[PATCH v2] ath5k: fix injection in monitor mode

[PATCH v2] ath5k: fix injection in monitor mode

[Bruno Randolf]

injected frames have to use AR5K_PKT_TYPE_NORMAL, otherwise the hardware thinks
it can mess with the contents of the frame - e.g. update the TSF of an injected
beacon. injected frames should be sent as they are provided.

Signed-off-by: Bruno Randolf <br1@einfach.org>
---

 drivers/net/wireless/ath/ath5k/base.c |   11 ++++++++++-
 1 files changed, 10 insertions(+), 1 deletions(-)

diff --git a/drivers/net/wireless/ath/ath5k/base.c b/drivers/net/wireless/ath/ath5k/base.c
index a078f1e..ced13fd 100644
--- a/drivers/net/wireless/ath/ath5k/base.c
+++ b/drivers/net/wireless/ath/ath5k/base.c
@@ -1285,6 +1285,7 @@ ath5k_txbuf_setup(struct ath5k_softc *sc, struct ath5k_buf *bf,
 	u16 cts_rate = 0;
 	u16 duration = 0;
 	u8 rc_flags;
+	enum ath5k_pkt_type pkt_type;
 
 	flags = AR5K_TXDESC_INTREQ | AR5K_TXDESC_CLRDMASK;
 
@@ -1322,9 +1323,17 @@ ath5k_txbuf_setup(struct ath5k_softc *sc, struct ath5k_buf *bf,
 		duration = le16_to_cpu(ieee80211_ctstoself_duration(sc->hw,
 			sc->vif, pktlen, info));
 	}
+
+	/* we don't want the hardware to mess with injected frames in monitor
+	 * mode (e.g. update TSF in beacons) */
+	if (info->flags & IEEE80211_TX_CTL_INJECTED)
+		pkt_type = AR5K_PKT_TYPE_NORMAL;
+	else
+		pkt_type = get_hw_packet_type(skb);
+
 	ret = ah->ah_setup_tx_desc(ah, ds, pktlen,
 		ieee80211_get_hdrlen_from_skb(skb),
-		get_hw_packet_type(skb),
+		pkt_type,
 		(sc->power_level * 2),
 		hw_rate,
 		info->control.rates[0].count, keyidx, ah->ah_tx_ant, flags,

Re: [PATCH v2] ath5k: fix injection in monitor mode

[Jouni Malinen]

On Tue, Mar 02, 2010 at 11:51:58AM +0900, Bruno Randolf wrote:
> injected frames have to use AR5K_PKT_TYPE_NORMAL, otherwise the hardware thinks
> it can mess with the contents of the frame - e.g. update the TSF of an injected
> beacon. injected frames should be sent as they are provided.

Why would we never want the hardware to update fields in injected
frames? Unless I missed something, this seems to break hostapd use cases
where the hardware is indeed expected to update the timestamp in Probe
Response frames and set up seq# and duration etc. as appropriate for the
frames (the latter may be driver/mac80211 work; the timestamp needs to
come from hardware/firmware).

If we want to have an option to prevent hardware from touching the frame
payload, that really should be an option (a radiotap and TX control
flags, etc.), not default functionality for monitor interface.
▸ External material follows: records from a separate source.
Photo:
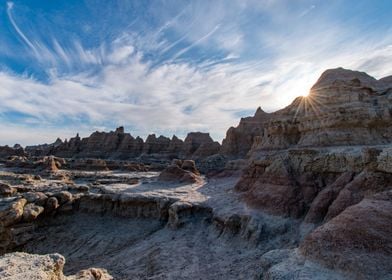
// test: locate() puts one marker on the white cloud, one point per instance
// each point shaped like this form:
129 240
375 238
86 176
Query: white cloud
178 96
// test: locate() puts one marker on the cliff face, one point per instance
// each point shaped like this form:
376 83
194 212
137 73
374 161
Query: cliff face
343 108
120 145
324 152
326 160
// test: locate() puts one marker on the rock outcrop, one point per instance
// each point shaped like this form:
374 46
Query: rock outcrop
359 240
343 108
181 171
123 146
6 152
16 266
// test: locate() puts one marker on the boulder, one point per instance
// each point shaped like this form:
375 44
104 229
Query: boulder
6 190
11 211
31 212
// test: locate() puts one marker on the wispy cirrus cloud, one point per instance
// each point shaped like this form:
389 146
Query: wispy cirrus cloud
174 68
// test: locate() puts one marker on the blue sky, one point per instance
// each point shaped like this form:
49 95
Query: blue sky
169 67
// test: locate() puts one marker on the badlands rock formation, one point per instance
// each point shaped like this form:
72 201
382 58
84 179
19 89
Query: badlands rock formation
301 193
120 145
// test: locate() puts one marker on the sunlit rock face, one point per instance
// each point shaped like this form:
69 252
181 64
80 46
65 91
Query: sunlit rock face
344 107
326 160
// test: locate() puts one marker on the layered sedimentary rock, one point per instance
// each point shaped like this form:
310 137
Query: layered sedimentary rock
359 240
120 145
6 151
326 159
343 108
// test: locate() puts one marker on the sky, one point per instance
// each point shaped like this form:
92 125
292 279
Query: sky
170 67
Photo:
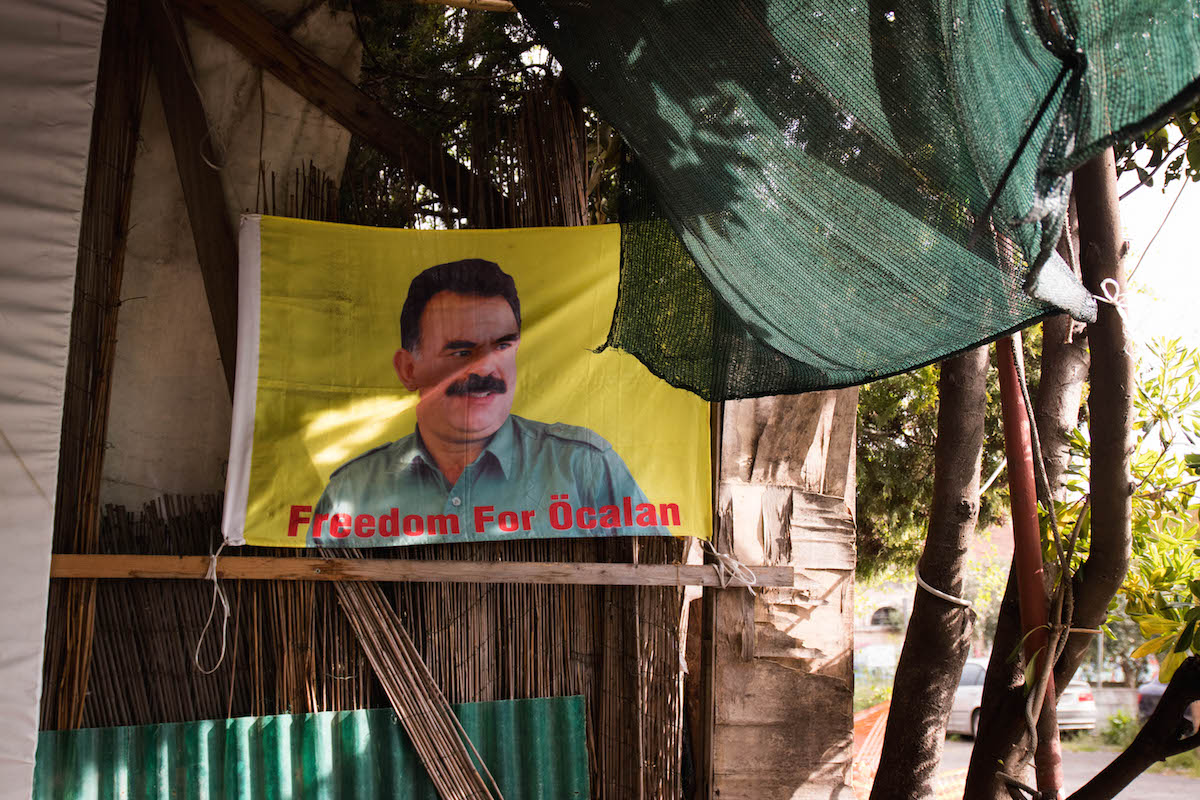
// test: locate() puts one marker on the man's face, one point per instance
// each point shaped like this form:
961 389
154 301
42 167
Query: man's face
463 366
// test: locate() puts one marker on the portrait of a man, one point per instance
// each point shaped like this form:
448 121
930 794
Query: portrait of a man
472 469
The use
case for this seems to be some kind of testing purpose and that should
not really break more common functionality.
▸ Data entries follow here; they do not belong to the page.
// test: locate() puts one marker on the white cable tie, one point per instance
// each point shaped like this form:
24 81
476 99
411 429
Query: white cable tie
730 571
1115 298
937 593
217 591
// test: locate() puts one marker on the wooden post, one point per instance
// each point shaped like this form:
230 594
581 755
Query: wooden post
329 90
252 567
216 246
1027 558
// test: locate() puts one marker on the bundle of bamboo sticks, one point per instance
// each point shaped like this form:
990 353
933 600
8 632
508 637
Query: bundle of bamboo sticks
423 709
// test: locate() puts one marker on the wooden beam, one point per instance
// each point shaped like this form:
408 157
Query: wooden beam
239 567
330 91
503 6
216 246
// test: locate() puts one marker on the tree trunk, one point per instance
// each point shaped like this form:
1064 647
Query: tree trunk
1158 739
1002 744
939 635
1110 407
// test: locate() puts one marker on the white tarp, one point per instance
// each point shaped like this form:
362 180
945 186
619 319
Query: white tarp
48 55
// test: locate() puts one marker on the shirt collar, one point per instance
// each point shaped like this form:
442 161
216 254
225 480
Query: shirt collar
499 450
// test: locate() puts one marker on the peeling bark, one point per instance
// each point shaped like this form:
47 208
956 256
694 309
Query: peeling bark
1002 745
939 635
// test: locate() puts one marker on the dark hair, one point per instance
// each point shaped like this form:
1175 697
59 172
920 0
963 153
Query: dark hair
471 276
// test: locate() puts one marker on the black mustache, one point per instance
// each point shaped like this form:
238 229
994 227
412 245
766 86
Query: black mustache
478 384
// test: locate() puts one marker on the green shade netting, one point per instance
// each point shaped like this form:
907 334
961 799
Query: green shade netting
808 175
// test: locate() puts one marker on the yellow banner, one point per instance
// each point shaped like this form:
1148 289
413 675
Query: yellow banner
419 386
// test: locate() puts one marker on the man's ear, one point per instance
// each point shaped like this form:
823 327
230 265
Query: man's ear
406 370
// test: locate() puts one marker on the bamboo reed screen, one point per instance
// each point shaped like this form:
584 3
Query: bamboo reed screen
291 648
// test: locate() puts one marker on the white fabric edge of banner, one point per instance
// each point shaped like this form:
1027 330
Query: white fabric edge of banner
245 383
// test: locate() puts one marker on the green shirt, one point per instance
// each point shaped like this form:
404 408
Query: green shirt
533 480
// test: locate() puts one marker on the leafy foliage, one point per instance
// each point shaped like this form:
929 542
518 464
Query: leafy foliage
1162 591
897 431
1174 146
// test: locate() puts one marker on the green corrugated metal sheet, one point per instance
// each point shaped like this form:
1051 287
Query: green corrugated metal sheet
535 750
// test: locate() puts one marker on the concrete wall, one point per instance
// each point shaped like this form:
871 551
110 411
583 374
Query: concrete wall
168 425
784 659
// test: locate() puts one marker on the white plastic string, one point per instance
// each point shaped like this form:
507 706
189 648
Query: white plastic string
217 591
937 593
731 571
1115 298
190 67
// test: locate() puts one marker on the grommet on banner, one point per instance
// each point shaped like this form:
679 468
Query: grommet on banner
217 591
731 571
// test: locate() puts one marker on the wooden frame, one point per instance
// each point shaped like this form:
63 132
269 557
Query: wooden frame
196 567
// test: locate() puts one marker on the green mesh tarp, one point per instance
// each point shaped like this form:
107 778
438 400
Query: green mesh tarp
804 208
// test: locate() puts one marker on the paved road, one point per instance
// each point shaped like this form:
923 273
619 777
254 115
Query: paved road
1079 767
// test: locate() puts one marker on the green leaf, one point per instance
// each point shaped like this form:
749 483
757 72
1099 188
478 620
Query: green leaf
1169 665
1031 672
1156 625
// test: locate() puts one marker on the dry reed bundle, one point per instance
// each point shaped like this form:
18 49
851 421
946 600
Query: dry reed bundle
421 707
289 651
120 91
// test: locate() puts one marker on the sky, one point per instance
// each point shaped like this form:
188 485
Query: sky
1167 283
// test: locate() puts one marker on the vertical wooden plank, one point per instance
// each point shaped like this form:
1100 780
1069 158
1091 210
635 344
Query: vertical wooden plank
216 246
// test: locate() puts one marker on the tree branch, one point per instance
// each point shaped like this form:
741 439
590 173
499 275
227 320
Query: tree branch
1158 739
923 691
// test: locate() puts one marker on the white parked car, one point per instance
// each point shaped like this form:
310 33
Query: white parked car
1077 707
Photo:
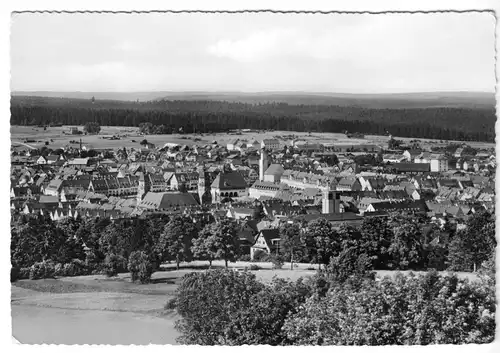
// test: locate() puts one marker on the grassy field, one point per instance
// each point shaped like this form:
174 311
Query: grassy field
100 310
130 138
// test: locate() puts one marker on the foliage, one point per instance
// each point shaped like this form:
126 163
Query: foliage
321 241
208 303
277 261
167 116
349 263
91 127
408 310
470 247
291 243
44 269
175 240
218 241
140 266
114 264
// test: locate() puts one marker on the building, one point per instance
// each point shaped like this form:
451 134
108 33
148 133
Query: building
228 185
330 202
438 162
263 163
273 173
270 144
143 188
267 241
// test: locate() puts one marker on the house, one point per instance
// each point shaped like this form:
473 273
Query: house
393 158
267 240
227 185
273 173
165 201
390 206
349 184
413 168
410 155
231 145
438 162
79 162
238 213
270 144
> +	/* we don't want the hardware to mess with injected frames in monitor
> +	 * mode (e.g. update TSF in beacons) */
> +	if (info->flags & IEEE80211_TX_CTL_INJECTED)
> +		pkt_type = AR5K_PKT_TYPE_NORMAL;

This is the part I object to. IEEE80211_TX_CTL_INJECTED should not be
used for this.

-- 
Jouni Malinen                                            PGP id EFC895FA

Re: [PATCH v2] ath5k: fix injection in monitor mode

[Gábor Stefanik]

On Tue, Mar 2, 2010 at 10:42 AM, Jouni Malinen <j@w1.fi> wrote:
> On Tue, Mar 02, 2010 at 11:51:58AM +0900, Bruno Randolf wrote:
>> injected frames have to use AR5K_PKT_TYPE_NORMAL, otherwise the hardware thinks
>> it can mess with the contents of the frame - e.g. update the TSF of an injected
>> beacon. injected frames should be sent as they are provided.
>
> Why would we never want the hardware to update fields in injected
> frames? Unless I missed something, this seems to break hostapd use cases
> where the hardware is indeed expected to update the timestamp in Probe
> Response frames and set up seq# and duration etc. as appropriate for the
> frames (the latter may be driver/mac80211 work; the timestamp needs to
> come from hardware/firmware).
>
> If we want to have an option to prevent hardware from touching the frame
> payload, that really should be an option (a radiotap and TX control
> flags, etc.), not default functionality for monitor interface. The use
> case for this seems to be some kind of testing purpose and that should
> not really break more common functionality.
>
>
>> +     /* we don't want the hardware to mess with injected frames in monitor
>> +      * mode (e.g. update TSF in beacons) */
>> +     if (info->flags & IEEE80211_TX_CTL_INJECTED)
>> +             pkt_type = AR5K_PKT_TYPE_NORMAL;
>
> This is the part I object to. IEEE80211_TX_CTL_INJECTED should not be
> used for this.
>

Umm... what should be used, then? A check for monitor mode? That's
even more wrong...

> --
> Jouni Malinen                                            PGP id EFC895FA
>



-- 
Vista: [V]iruses, [I]ntruders, [S]pyware, [T]rojans and [A]dware. :-)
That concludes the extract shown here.